Peintures qui perlent
Interacting with our new exhibition space, Impasse Beaubourg, Daniel Dezeuze presents a new body of works: « Petites pièces pour vents d’ouest » (Small Pieces for Winds from the West), « Diptyques » (Diptychs), and « Peintures qui perlent » (« Beading » Paintings). This series evokes mosaics in suspension with reflexive, pearl like surfaces.
The show was conceived as a discreet celebration of Chinese Taoist painters.
A founding member of the 70s avant-garde artistic movement Supports/Surfaces, Daniel Dezeuze has been pursuing his questioning of the conventions of painting (stretcher, frame, canvas) for over 40 years.
Using a variety of media, from pastel to stone or fabric, Daniel Dezeuze inscribes himself in the re-reading of American abstract art while rejoicing himself in the use of « poor » or « common » materials. There is an enigmatic playful dimension in his work, which pushes the artist to always return to drawing in a provocative way, alluding to many foreign cultural references (either ballistic or Chinese).
Exhibitions include solo shows in Montpellier (Galerie Hambursin-Boisanté), Mexico City (Casa de Francia), Nancy (Galerie Hervé Bizes), Marseilles (Galerie Athonor), and group show « La Force de l’Art », at the Grand Palais in Paris in 2006. Daniel Dezeuze also exhibited in Cologne (Galerie Krings-Ernst) and Toulouse (Les Abattoirs) at the occasion of the unveiling of his public commission for the city subway. He also participated in the traveling museum exhibition: “Ombres et lumières. Quatre siècles de peinture française” (Shadow and light, four centuries of French painting).
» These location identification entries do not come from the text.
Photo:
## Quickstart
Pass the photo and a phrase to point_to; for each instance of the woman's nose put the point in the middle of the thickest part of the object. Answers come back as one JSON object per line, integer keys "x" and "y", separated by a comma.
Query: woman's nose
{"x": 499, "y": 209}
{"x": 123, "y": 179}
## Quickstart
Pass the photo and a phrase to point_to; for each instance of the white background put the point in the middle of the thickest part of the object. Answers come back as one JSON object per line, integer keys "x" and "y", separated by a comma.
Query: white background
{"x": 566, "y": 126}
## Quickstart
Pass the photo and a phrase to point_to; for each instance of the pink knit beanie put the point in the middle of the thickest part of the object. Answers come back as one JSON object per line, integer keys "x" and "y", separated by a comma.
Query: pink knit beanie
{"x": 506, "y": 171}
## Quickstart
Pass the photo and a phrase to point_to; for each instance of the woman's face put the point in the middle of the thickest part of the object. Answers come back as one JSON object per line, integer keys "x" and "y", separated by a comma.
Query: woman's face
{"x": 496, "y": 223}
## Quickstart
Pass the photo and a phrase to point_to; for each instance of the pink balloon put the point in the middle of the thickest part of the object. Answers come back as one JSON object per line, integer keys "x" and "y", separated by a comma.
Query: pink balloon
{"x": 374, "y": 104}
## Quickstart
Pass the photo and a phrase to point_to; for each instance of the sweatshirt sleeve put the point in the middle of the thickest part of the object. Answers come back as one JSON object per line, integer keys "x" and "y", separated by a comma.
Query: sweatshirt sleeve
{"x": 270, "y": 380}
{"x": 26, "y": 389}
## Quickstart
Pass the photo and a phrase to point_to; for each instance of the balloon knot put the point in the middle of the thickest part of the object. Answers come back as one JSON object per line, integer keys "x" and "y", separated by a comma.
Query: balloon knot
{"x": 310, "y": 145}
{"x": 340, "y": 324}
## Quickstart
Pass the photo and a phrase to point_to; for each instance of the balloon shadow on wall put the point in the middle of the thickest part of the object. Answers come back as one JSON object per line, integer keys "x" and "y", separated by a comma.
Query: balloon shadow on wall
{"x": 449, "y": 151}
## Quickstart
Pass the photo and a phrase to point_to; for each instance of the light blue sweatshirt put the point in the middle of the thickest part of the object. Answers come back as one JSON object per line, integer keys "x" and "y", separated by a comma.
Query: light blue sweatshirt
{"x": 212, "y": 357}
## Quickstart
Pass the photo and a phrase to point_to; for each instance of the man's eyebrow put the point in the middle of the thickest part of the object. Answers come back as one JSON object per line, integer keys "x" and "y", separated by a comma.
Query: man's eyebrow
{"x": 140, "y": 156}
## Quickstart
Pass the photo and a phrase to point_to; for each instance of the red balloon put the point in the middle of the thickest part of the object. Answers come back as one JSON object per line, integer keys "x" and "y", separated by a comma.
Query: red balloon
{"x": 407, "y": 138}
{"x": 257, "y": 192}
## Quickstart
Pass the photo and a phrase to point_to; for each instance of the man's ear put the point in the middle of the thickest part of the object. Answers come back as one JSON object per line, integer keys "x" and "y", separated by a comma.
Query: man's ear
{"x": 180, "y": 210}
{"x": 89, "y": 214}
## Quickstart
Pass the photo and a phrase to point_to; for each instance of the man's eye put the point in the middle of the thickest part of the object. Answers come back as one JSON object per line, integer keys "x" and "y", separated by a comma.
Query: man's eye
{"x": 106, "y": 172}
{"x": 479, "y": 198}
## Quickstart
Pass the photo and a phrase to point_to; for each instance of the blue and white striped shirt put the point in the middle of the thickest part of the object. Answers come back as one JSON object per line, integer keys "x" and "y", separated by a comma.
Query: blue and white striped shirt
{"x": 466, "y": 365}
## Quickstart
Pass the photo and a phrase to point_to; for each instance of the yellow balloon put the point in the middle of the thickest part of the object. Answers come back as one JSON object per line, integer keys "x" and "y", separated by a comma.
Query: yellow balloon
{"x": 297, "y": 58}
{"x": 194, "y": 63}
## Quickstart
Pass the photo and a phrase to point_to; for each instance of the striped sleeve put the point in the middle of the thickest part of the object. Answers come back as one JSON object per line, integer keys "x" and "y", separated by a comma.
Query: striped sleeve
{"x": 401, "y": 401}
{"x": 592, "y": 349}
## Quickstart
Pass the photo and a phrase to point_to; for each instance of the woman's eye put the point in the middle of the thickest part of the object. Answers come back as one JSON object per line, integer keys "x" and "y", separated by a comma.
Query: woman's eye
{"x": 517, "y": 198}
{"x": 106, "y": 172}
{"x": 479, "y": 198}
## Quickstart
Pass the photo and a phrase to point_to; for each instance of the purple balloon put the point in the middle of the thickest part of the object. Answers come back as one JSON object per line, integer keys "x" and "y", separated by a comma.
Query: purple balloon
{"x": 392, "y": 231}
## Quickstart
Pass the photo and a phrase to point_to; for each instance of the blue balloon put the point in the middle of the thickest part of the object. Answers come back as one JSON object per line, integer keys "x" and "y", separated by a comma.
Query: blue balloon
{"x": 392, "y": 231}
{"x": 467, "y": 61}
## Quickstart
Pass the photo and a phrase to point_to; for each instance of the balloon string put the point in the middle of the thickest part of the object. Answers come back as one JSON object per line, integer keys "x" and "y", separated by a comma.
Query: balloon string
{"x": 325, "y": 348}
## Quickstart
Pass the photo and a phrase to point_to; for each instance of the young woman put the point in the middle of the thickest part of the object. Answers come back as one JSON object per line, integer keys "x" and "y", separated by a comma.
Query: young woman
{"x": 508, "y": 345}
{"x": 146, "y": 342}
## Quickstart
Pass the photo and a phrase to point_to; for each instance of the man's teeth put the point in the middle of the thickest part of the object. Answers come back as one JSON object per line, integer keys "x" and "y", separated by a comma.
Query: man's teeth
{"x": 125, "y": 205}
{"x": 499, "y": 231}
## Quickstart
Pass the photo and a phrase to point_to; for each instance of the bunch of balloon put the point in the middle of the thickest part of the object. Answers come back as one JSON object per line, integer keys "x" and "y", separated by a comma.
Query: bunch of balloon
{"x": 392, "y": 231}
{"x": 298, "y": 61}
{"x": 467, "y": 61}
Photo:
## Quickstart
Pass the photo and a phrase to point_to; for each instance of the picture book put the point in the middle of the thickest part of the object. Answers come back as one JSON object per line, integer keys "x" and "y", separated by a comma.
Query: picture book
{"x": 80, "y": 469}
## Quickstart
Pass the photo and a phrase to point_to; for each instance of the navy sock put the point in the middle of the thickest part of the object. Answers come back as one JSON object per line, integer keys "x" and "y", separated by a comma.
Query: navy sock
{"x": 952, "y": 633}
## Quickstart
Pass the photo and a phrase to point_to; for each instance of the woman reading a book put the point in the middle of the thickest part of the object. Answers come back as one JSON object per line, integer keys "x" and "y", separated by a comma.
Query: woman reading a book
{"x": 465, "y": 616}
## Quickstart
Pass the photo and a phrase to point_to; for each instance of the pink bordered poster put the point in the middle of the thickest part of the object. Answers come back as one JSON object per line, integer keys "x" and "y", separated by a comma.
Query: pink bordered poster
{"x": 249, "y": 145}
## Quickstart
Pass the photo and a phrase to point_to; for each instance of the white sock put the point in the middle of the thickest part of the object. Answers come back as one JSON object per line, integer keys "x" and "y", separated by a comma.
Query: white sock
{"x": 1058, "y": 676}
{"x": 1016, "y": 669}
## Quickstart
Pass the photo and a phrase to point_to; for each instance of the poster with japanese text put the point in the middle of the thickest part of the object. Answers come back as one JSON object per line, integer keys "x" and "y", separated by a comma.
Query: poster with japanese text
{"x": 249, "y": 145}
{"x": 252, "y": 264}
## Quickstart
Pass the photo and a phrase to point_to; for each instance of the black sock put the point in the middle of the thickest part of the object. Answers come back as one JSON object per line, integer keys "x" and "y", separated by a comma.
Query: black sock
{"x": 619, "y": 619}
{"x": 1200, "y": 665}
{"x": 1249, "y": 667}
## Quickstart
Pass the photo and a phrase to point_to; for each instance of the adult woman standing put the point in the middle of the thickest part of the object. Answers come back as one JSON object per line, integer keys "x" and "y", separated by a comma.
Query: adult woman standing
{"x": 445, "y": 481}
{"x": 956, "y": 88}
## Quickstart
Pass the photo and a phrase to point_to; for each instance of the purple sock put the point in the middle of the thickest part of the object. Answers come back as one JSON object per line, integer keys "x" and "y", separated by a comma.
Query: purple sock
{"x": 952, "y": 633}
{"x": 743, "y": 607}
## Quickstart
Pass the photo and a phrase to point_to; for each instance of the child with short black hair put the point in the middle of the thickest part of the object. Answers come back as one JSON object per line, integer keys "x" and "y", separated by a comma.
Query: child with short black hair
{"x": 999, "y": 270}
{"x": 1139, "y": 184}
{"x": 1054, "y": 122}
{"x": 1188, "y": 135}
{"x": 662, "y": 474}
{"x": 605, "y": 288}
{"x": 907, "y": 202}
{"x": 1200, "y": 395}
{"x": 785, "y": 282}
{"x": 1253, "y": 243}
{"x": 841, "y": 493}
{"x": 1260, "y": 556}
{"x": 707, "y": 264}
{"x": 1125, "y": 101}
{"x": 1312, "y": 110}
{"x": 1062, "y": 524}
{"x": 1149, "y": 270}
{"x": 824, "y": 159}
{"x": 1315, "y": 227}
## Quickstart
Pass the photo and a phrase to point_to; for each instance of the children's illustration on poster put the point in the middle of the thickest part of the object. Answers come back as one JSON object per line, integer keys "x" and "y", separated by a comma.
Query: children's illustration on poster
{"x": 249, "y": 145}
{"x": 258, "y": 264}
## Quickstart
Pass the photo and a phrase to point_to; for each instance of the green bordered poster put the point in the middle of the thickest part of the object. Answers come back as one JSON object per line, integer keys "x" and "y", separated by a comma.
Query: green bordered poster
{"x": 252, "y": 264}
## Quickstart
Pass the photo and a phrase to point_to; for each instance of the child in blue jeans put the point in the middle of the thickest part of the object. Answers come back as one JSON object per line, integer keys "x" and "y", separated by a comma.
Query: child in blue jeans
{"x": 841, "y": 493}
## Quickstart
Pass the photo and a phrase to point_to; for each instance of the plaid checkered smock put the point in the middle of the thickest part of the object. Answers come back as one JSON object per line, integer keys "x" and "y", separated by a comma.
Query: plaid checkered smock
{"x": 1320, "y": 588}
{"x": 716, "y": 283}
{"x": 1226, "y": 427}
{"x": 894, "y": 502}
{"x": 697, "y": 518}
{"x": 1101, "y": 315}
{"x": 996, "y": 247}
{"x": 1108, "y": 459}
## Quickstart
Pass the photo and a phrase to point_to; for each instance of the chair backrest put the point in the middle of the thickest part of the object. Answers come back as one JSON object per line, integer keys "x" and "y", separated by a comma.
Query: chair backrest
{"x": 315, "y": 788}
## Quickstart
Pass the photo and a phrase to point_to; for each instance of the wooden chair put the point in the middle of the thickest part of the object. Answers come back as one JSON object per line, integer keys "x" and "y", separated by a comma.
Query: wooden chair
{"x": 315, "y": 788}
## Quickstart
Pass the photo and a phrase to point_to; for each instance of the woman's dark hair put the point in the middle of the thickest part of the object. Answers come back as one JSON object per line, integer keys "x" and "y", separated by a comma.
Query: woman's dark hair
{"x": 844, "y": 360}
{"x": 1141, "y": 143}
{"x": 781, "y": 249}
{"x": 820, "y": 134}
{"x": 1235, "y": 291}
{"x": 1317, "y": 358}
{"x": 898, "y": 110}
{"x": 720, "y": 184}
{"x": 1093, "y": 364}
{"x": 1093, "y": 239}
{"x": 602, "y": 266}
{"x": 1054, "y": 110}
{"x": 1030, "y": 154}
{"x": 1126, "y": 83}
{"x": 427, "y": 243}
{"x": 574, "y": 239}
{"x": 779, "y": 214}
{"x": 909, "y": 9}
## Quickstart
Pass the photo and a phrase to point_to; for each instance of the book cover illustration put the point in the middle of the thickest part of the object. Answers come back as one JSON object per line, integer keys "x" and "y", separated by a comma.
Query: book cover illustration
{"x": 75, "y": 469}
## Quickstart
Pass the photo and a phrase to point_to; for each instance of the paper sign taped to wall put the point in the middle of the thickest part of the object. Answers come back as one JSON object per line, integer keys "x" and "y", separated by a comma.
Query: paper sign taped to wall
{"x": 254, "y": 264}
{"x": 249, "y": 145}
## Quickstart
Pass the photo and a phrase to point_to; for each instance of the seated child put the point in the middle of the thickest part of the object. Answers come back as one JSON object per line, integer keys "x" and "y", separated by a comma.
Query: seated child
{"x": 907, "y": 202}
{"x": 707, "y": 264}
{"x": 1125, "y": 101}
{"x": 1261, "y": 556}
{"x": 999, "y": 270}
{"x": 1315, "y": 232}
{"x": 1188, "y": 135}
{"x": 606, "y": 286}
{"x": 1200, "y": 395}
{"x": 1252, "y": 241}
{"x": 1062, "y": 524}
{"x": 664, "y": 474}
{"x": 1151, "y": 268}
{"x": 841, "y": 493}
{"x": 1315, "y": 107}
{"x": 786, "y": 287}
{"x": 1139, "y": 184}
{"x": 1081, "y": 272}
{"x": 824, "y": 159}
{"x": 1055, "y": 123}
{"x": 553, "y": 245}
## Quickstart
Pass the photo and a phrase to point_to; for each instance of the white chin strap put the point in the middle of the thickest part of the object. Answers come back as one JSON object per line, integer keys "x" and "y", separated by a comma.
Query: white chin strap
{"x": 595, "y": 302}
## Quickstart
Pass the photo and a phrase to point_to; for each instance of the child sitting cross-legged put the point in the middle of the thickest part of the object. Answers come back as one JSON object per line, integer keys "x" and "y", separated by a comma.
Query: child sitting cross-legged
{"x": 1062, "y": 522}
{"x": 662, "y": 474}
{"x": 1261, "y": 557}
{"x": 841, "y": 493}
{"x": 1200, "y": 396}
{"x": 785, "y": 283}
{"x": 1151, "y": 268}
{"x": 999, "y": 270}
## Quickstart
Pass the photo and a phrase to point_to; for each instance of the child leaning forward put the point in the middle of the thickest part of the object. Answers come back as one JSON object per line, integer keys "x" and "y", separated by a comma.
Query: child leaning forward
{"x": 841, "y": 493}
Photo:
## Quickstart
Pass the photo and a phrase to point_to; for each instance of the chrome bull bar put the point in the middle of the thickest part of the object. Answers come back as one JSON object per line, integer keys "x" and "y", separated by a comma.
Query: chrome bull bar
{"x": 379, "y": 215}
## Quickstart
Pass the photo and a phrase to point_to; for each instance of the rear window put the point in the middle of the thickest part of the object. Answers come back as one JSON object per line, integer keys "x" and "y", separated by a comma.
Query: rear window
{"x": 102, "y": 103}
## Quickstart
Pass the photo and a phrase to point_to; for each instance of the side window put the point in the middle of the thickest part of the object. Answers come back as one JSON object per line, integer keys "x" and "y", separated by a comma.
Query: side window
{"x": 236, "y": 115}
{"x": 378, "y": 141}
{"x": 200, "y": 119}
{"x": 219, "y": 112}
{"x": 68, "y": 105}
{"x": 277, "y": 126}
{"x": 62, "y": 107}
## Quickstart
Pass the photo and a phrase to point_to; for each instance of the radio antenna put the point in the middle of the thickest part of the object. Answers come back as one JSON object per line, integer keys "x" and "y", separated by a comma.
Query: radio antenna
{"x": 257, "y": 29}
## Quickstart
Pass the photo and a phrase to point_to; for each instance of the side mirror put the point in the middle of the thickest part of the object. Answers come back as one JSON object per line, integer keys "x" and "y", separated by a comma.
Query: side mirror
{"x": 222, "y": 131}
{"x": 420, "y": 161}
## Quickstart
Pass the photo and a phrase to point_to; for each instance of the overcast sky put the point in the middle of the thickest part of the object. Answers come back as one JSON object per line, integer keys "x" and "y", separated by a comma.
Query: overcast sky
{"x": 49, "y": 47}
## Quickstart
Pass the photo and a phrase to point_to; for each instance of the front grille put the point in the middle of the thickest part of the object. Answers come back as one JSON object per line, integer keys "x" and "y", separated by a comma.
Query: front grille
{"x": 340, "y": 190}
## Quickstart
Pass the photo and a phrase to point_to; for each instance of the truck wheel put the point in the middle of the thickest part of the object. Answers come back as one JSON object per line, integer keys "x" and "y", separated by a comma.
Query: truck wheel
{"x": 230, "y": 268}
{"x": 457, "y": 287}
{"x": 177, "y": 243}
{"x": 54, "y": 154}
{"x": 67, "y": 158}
Born in 1942 in Alès, France, Daniel Dezeuze was one of the founding members of the Supports/Surfaces group in the 1970s. His work seeks to explore and question the concepts that underpin painting, galleries and space. The artist appropriates a wide variety of techniques, offering a reinterpretation of American art, both abstract and minimalist, while constantly experimenting with what are seen as basic materials: net, metal gauze, wood, fabric and metal.